EDITOR.ID, Jakarta,- Dalam persidangan di Pengadilan Tindak Pidana Korupsi (Tipikor) terungkap dalam dakwaan Jaksa Penuntut Umum bahwa terdakwa Pinangki Sirna Malasari menyeret nama Burhanuddin dan Hatta Ali dalam proposal action plan untuk tersangka Djoko Soegiharto Tjandra.
Nama kedua pejabat tinggi hukum di negara ini masuk dalam rencana Jaksa Pinangki untuk mendapatkan fatwa pembebasan Djoko Tjandra atau yang mereka sebut sebagai proposal “Action Plan” saat berkolusi dengan pengacara Anita Kolopaking dan politisi Nasdem Irfan Jaya.
Proposal action plan tersebut dibuat agar Djoko Soegiharto Tjandra mendapatkan fatwa MA dan tidak dieksekusi oleh Kejaksaan Negeri Jakarta Selatan dalam kasus tindak pidana korupsi cessie Bank Bali.
Dalam kasus ini, hakim sudah menjatuhkan vonis hukuman 2 tahun penjara untuk Djoko Tjandra.
Dalam persidangan, terungkap ada 10 tahapan untuk mendapatkan fatwa MA yang tertuang di dalam proposal action plan terdakwa Pinangki Sirna Malasari.
Benarkah kasus yang menjerat Djoko Tjandra dan Jaksa Pinangki Sirna Malasari memang berkaitan dengan banyak oknum dan nama-nama besar?
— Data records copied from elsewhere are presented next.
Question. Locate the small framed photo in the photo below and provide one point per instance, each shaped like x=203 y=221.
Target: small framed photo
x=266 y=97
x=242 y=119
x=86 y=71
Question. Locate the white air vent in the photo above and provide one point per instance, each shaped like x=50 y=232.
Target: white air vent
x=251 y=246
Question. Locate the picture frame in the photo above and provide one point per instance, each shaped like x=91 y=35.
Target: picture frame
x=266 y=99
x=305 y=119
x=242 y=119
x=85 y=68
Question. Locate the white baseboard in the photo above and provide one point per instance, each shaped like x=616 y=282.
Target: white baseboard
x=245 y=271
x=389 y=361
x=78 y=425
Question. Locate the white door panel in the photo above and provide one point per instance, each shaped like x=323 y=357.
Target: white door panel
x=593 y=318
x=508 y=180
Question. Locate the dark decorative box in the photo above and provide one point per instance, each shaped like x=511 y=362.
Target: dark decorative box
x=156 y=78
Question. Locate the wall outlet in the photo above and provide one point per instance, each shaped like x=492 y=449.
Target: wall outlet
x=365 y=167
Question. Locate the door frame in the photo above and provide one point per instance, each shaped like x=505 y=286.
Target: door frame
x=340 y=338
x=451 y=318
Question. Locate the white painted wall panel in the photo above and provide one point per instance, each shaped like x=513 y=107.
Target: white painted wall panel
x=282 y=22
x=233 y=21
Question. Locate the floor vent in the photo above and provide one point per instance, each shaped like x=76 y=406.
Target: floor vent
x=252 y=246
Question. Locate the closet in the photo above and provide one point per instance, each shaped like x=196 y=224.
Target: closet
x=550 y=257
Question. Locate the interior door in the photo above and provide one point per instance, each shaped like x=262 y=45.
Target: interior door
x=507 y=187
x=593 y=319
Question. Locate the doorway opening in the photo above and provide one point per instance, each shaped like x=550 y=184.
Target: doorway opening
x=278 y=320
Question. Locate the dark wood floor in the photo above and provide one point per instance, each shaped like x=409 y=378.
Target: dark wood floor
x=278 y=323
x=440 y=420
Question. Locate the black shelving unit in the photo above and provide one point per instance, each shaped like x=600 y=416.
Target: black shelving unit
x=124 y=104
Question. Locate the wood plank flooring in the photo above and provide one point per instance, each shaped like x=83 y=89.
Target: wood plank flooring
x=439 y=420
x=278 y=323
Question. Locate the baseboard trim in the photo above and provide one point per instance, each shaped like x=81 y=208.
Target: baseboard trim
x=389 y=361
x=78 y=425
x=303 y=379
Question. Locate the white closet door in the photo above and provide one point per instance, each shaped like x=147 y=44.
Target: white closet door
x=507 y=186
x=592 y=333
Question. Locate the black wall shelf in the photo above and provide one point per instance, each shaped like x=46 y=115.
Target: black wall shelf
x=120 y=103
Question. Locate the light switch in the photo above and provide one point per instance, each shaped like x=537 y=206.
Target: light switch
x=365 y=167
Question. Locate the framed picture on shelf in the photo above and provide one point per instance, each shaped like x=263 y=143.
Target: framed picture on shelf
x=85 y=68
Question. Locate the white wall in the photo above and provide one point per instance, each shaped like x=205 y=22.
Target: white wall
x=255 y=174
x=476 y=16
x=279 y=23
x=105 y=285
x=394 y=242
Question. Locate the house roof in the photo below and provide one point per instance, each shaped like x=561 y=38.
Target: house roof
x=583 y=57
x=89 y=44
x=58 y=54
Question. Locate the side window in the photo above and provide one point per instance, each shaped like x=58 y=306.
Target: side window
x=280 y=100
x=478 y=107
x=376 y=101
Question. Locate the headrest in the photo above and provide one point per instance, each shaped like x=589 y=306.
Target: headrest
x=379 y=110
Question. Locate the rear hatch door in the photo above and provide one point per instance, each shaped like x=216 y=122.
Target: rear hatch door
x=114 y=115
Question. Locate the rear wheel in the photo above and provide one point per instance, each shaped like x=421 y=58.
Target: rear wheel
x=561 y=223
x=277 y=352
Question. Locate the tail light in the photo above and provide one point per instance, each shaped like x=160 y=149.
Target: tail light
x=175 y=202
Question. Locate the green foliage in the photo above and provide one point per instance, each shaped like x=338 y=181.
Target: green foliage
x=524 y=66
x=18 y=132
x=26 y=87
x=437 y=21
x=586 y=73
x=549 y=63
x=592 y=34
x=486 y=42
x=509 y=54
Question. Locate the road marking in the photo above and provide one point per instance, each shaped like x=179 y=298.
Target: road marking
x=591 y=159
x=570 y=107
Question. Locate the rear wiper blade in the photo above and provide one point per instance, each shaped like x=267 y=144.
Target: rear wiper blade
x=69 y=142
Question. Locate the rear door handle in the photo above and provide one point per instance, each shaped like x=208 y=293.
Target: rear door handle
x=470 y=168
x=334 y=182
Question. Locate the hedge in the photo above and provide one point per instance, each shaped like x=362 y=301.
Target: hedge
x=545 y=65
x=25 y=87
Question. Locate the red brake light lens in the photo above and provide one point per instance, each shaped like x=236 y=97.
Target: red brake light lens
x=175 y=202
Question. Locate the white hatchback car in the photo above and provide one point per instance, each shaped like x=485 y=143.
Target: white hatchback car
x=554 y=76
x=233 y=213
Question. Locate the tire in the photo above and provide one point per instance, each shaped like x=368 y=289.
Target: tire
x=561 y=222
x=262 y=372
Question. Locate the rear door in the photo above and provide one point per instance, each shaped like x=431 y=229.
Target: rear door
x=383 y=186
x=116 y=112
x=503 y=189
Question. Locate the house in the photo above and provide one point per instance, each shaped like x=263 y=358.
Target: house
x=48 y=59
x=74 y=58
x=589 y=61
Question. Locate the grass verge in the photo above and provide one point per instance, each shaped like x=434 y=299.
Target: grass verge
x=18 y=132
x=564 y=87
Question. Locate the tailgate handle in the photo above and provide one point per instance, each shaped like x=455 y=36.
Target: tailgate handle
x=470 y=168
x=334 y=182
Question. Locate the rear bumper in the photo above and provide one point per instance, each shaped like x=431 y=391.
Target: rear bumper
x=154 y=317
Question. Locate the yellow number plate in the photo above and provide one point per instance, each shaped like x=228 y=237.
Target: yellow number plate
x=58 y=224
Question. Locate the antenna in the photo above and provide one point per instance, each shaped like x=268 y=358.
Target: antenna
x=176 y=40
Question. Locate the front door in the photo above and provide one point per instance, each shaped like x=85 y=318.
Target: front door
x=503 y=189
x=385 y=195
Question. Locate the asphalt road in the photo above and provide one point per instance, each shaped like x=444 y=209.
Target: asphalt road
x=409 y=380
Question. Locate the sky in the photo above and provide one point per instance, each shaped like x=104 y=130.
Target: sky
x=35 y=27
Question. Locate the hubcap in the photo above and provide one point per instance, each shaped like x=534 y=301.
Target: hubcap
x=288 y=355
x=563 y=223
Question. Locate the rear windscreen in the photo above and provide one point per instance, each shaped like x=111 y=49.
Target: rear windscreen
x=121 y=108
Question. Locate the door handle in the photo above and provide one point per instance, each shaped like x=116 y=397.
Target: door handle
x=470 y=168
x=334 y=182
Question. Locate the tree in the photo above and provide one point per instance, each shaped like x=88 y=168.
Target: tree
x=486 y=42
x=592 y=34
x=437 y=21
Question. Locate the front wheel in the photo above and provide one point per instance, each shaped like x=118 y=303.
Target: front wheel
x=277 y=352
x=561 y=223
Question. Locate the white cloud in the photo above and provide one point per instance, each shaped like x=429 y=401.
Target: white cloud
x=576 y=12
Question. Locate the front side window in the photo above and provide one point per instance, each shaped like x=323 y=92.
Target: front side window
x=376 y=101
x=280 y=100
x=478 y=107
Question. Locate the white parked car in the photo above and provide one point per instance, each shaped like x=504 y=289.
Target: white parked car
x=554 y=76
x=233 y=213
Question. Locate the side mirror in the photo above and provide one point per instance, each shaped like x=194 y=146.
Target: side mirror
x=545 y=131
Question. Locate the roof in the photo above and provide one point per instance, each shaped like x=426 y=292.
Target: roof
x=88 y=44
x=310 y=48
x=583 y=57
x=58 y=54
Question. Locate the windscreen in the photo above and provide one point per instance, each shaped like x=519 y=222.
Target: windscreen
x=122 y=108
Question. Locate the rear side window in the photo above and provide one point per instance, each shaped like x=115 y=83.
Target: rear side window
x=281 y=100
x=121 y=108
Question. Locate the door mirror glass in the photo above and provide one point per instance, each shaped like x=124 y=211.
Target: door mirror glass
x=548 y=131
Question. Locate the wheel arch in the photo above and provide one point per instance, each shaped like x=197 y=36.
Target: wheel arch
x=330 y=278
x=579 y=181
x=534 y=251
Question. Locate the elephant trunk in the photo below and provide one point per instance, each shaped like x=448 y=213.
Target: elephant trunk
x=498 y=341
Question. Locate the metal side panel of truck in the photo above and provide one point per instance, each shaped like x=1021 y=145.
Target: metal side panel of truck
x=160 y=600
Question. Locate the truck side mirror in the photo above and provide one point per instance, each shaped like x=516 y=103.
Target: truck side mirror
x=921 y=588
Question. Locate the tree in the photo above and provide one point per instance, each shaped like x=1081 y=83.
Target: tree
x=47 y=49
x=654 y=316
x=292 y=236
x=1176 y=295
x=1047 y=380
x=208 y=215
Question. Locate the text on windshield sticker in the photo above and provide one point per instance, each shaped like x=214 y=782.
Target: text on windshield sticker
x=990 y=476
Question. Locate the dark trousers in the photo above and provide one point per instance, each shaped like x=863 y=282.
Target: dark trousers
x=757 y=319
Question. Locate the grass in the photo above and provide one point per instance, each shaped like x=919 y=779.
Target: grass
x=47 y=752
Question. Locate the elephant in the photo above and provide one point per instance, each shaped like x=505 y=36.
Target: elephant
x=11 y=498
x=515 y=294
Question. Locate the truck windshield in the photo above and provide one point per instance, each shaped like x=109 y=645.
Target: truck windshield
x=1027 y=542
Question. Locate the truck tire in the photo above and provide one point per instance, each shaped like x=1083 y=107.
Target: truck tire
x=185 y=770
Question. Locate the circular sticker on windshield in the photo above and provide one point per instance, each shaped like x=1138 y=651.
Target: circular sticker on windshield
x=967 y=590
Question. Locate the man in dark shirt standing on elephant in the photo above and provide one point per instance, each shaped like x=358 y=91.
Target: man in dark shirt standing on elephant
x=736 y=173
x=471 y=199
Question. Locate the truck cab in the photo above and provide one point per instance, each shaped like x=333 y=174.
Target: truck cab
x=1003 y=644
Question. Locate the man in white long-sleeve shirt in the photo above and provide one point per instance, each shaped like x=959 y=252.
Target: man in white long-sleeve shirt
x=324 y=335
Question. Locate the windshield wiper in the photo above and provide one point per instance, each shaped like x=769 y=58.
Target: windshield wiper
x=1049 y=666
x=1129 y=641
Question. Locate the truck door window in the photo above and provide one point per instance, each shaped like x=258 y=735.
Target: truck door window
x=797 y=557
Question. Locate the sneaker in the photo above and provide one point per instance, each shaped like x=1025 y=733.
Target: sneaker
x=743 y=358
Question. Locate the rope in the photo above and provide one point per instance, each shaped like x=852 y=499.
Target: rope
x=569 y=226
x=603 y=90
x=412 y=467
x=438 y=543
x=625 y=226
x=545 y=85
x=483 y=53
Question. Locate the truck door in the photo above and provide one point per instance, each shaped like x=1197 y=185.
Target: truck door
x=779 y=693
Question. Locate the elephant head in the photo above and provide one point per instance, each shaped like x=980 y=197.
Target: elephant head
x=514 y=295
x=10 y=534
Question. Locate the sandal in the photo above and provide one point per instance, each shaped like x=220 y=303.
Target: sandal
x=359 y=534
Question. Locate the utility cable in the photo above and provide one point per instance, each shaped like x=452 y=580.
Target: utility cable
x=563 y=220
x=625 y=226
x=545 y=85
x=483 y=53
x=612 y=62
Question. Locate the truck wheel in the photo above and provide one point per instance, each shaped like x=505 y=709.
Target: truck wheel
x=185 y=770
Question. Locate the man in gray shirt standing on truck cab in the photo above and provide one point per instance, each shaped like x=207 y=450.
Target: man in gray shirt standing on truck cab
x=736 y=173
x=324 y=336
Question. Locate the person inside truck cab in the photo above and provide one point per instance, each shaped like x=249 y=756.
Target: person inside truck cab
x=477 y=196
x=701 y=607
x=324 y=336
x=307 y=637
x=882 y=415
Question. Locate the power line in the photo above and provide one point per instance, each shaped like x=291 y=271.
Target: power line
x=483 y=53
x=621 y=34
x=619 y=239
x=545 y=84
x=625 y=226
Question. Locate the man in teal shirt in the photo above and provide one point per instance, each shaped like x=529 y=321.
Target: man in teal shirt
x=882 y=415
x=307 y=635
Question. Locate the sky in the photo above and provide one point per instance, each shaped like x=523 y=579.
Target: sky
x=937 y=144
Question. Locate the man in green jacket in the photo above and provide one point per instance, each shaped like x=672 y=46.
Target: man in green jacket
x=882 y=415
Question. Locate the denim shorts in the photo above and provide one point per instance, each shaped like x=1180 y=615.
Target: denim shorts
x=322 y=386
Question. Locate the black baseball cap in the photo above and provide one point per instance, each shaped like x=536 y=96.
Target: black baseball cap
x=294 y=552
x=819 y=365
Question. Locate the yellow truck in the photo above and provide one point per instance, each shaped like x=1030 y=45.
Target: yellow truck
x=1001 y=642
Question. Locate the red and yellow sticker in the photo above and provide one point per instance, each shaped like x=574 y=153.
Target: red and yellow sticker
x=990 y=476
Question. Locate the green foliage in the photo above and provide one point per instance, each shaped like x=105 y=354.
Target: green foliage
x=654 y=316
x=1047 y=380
Dekan Fakultas hukum UGM Sigit Riyanto mengungkap bahwa dakwaan Jaksa adalah dokumen formal yang merupakan konstruksi terhadap suatu peristiwa hukum yang dibuat oleh otoritas yang berwenang dalam hal ini adalah Kejaksaan.
“Dokumen formal itu yang sudah dibacakan JPU yang merupakan konstruksi peristiwa hukum itu akan menjadi dokumen yang kredibel dipercaya, di hadapan hakim dan dihadapan masyarakat dengan memenuhi kriteria, standar dan syarat tertentu,” ujar Sigit Riyanto sebagaimana dilansir dari Kompas TV melalui youtube.
Secara umum apabila dakwaan atau dokumen formal yang disiapkan oleh kejaksaan di hadapan pengadilan adalah sebuah konstruksi hukum terhadap fakta-fakta hukum yang logis, koheren, lengkap, akurat, dan obyektif tentu tidak akan menimbulkan pertanyaan dan keraguan terkait fakta yang diungkap karena menyangkut kredibilitas di hadapan hakim maupun dihadapan publik.
“Nah langkah selanjutnya akan dilakukan bahwa apakah dokumen dakwaan tersebut telah didukung pembuktian dan fakta-fakta yang bisa dihadirkan oleh jaksa ke hadapan sidang pengadilan,” kata Riyanto.
Jadi kita berangkat dari logika dan analisa seperti itu menyikapi adanya kehebohan karena dalam dakwaan JPU memunculkan nama Jaksa Agung Burhanudin dan mantan Ketua MA Hatta Ali.
Menyangkut pertanyaan dan keraguan dari masyarakat apakah sesorang jaksa Pinangki yang di dalam struktur dan level jabatan tidak strategis di institusi Kejaksaan.